With 'I've gied hime the bucket', the "'ve" seems redundant. It should be "I
gied him the bucket". Or "I've gien him the bucket."
> 2. 'He wants the past tense and the past participle to be the same -
> he just hasn't quite settled on which form to choose. And this is how
> language change often works. There may be a period of choice before
> one form becomes dominant.'
Really, I don't think he wants anything linguistically, he's just speaking.
This sort of writing seems pure condescension both towards the reader and
the subject of the sentence, and I would surmise from this that the content
can't be trusted.
> I wondered whether there is any documented evidence for language
> simplification proceeding in this indeterminate way. I had always
> imagined that it went in a certain direction - that, for example, the
> preterite might disappear in favour of the past participle, or vice
> versa, or even that one verb might prefer one form and another verb
> another. I'm forced to wonder whether language simplification actually
> proceeds in this way, or whether the situation we see with the
> indeterminate use of 'did' and 'done' actually depends on both of
> those forms being current in standard English rather than any
> definable process of simplification within Scots.
I think this indeterminacy is an illusion. If you confuse different
registers of a dialect, different idiolects, or even separate dialects, then
you may clump things together that don't belong together, and then imagine
that they're all part of the same process of language change. Then you'll
never figure out how the language is really changing, and you'll have to
resort to indeterminacy to make it all fit.
> 3. 'As anyone who has even learned a foreign language knows, strong
> verbs, the ones that change their vowels to make past tense or past
> participle, are very difficult to learn.'
D'oh! Written in a hurry?
> Further to these comments are the value judgements implied in the
> phrases 'Thank goodness English is getting easier' and 'Occasionally
> Scots lags behind. For example, many Scots still use 'gotten' as the
> past participle of get.' The entire impression given - in a course
> which, as I keep saying, was originally intended to support the more
> conservative varieties of the North - is that the mainland urban
> dialects are 'further down the road' of this desirable ('thank
> goodness') process of simplification, whereas the more conservative
> ones - which still use forms such as 'gotten' and 'pitten - are
> lagging behind.
Well, value judgements speak volumes. Rhetoric ain't what it used to be :(
> Whatever might be said about such a document as a guide for actors in
> Taggart (a Glasgow based detective programme), I personally am
> appalled to see it as the only academic textbook in a course intended
> to emphasise the varieties of the UHI area.

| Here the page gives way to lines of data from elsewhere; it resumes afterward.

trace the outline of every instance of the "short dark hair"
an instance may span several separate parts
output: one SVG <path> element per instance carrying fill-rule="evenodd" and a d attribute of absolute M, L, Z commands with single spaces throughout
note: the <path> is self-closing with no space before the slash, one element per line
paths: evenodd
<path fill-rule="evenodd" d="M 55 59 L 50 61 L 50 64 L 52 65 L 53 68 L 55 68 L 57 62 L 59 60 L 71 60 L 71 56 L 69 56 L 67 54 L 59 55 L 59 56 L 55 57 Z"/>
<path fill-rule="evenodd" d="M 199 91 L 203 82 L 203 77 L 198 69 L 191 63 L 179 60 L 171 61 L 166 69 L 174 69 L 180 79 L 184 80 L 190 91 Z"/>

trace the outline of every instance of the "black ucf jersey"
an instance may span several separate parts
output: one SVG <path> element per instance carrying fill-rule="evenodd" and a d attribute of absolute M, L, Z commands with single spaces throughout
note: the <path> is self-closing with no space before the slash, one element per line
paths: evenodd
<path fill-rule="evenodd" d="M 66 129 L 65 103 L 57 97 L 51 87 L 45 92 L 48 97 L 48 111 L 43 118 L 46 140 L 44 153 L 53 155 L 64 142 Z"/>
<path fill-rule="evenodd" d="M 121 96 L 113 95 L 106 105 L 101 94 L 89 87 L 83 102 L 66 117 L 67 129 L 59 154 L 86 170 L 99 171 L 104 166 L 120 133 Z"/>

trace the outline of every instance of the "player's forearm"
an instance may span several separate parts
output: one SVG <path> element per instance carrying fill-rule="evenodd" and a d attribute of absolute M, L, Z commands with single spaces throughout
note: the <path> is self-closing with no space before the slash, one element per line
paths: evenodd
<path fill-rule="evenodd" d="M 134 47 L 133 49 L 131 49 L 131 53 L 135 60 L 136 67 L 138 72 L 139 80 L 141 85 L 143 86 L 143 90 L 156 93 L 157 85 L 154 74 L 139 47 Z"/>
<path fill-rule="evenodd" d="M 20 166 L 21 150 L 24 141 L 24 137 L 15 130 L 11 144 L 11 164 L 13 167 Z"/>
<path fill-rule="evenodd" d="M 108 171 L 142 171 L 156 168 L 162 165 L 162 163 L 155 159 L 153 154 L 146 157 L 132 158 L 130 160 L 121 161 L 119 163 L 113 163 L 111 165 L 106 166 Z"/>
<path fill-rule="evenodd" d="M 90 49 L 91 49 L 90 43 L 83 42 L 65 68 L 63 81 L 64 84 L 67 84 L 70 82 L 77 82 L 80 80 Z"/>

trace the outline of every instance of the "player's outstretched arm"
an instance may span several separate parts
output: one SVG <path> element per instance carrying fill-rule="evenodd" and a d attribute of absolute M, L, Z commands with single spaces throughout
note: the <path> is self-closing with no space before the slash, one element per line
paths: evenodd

As this approach seems to
> have gained total approval in all the areas of Scots promotion in
> Scotland, my views are irrelevant there, but I wondered how they would
> be seen in the context of linguistics generally, and perhaps
> particularly minority language issues in general.

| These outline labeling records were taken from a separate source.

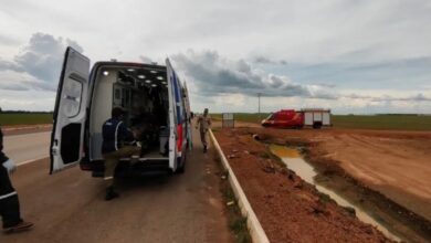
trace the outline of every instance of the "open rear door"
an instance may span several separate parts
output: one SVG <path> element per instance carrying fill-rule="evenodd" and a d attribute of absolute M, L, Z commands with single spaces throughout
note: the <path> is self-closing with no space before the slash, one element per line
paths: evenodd
<path fill-rule="evenodd" d="M 168 96 L 169 96 L 169 168 L 174 171 L 177 169 L 177 104 L 175 86 L 177 83 L 176 73 L 170 64 L 169 59 L 166 59 L 166 71 L 168 73 Z"/>
<path fill-rule="evenodd" d="M 50 173 L 81 160 L 88 89 L 90 60 L 67 47 L 54 108 Z"/>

This isn't really a criticism of the book, but Taggart seems rather poorly
done to me (or was, in the days when I used to watch it). The final straw
came when there was an episode with a Deaf man and his interpreter who were
using "sign language" that made it look like Deaf people only communicated
with random mime and great difficulty. One of those moments that make you
realise you're watching a programme that's really indifferently made, and
then you begin to see all the other mistakes and can't watch it any more!